岡山ワイズメンズクラブと公益財団法人YMCAせとうちが共催する特別イベントが、2026年1月17日(土)に岡山市のカトリック岡山教会にて開催されます。このイベントでは、ウクライナ避難者の支援活動をテーマにした報告会とパイプオルガン演奏会が行われます。ロシアの軍事侵攻から4年が経つ中で、日本に住む約2,800名のウクライナ避難者の現状と課題を広く知ってもらうことを目的としています。
イベントの背景
ウクライナではロシアによる軍事侵攻が続き、時間が経つにつれメディアでの報告は減少していますが、避難者たちの生活は依然として厳しいものです。YMCAは全国で約1,800名の避難者に対して支援を行っていますが、その課題は単純なものではなく、より複雑で深刻化しています。避難者の費用や心理的支援が必要であることが、明らかになっています。
この報告会では、避難者の実情について、特に地域社会が持つ平和への意識を再確認する重要な場となります。出席者は、ウクライナの現実を「自分ごと」として捉え、その理解を深める機会になります。
報告会の内容
このイベントのハイライトは、日本YMCA同盟ウクライナ避難者支援プロジェクト責任者、横山由利亜氏の報告です。横山氏は、1993年からYMCAで人道支援に従事し、数多くの紛争や災害を経て、避難者たちの声から多くの教訓を得てきました。
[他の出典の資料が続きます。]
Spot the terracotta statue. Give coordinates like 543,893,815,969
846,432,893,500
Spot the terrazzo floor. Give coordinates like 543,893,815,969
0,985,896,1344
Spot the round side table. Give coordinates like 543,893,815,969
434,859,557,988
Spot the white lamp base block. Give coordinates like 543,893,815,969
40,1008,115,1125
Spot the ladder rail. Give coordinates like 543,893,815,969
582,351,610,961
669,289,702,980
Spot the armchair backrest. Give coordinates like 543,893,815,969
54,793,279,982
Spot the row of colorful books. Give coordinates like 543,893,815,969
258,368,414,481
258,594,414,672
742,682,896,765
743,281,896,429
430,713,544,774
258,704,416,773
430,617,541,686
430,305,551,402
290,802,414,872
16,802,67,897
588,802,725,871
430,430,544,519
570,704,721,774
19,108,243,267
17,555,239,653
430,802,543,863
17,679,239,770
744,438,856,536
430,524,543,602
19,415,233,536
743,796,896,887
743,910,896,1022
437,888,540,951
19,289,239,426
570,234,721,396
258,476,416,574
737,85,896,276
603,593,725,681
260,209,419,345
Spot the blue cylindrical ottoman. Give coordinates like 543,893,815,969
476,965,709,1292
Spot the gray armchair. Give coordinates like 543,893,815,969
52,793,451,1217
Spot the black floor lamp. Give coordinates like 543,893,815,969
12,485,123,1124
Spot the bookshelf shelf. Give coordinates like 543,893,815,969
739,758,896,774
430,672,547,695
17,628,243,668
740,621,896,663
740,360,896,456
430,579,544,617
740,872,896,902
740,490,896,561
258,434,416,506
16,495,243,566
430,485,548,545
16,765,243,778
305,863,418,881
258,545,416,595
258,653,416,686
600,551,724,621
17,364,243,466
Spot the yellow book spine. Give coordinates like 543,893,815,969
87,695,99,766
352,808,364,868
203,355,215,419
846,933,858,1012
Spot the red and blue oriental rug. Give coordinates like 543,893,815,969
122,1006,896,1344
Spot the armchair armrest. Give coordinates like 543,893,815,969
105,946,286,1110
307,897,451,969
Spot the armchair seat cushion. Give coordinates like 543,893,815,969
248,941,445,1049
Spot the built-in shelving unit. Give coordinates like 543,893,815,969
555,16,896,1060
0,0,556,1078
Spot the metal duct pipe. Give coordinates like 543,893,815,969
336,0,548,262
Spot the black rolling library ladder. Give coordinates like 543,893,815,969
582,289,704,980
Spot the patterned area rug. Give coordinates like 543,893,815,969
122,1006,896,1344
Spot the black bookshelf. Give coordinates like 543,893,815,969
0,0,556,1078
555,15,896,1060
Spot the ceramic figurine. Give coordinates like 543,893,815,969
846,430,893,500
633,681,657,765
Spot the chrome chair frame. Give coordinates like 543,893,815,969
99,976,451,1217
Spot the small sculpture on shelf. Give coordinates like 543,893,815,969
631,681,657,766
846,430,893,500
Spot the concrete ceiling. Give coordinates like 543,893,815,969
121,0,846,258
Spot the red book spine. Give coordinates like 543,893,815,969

ここでは、避難者が抱える就業や子どもの教育、本国の家族との関係といった問題、そして、罪悪感や不安に対するサポートについて具体的に語られます。最近の調査によれば、避難者のほとんどが定住を希望している一方で、帰国を望む人数は10%に過ぎず、長期的な支援が求められることがわかります。
パイプオルガン演奏会
報告の後に、オルガニストの竹佐古真希氏によるパイプオルガン演奏会が行われます。美しい音色が、戦禍で傷ついた人々への慰めと平和の祈りを表現します。参加者は、音楽を通じて内省し、平和の重要性を再確認する時間を持つことができます。
YMCAの人道支援活動
YMCAは、1844年に英国で創立され、以来、国際的な人道支援の活動に携わってきました。ウクライナ避難者支援においても、特有の「伴走支援」の形でアプローチしています。出国前から日本へ渡ってからの一貫したサポートが、避難者たちの新生活の手助けになっています。YMCAのスローガンである「みつかる。つながる。よくなっていく。」を体現し、個々に寄り添いながら支援を続けています。
開催概要
- - 名称:戦禍を逃れて4年~ウクライナ避難者支援活動報告会 パイプオルガン演奏会
- - 日時:2026年1月17日(土) 14:00~16:00
- - 場所:カトリック岡山教会 (〒700-0814 岡山市北区天神町6-27)
- - 登壇者:横山由利亜(日本YMCA同盟ウクライナ避難者支援プロジェクト責任者)、竹佐古真希(オルガニスト)
- - 入場料:無料(当日寄附を募る予定)
- - 主催:岡山ワイズメンズクラブ(60周年記念事業)
- - 共催:公益財団法人 YMCAせとうち
このイベントは、岡山地域における重要な取り組みの一環として、ウクライナの現状と平和の尊さを、広く市民に伝える貴重な機会となります。ぜひご参加ください。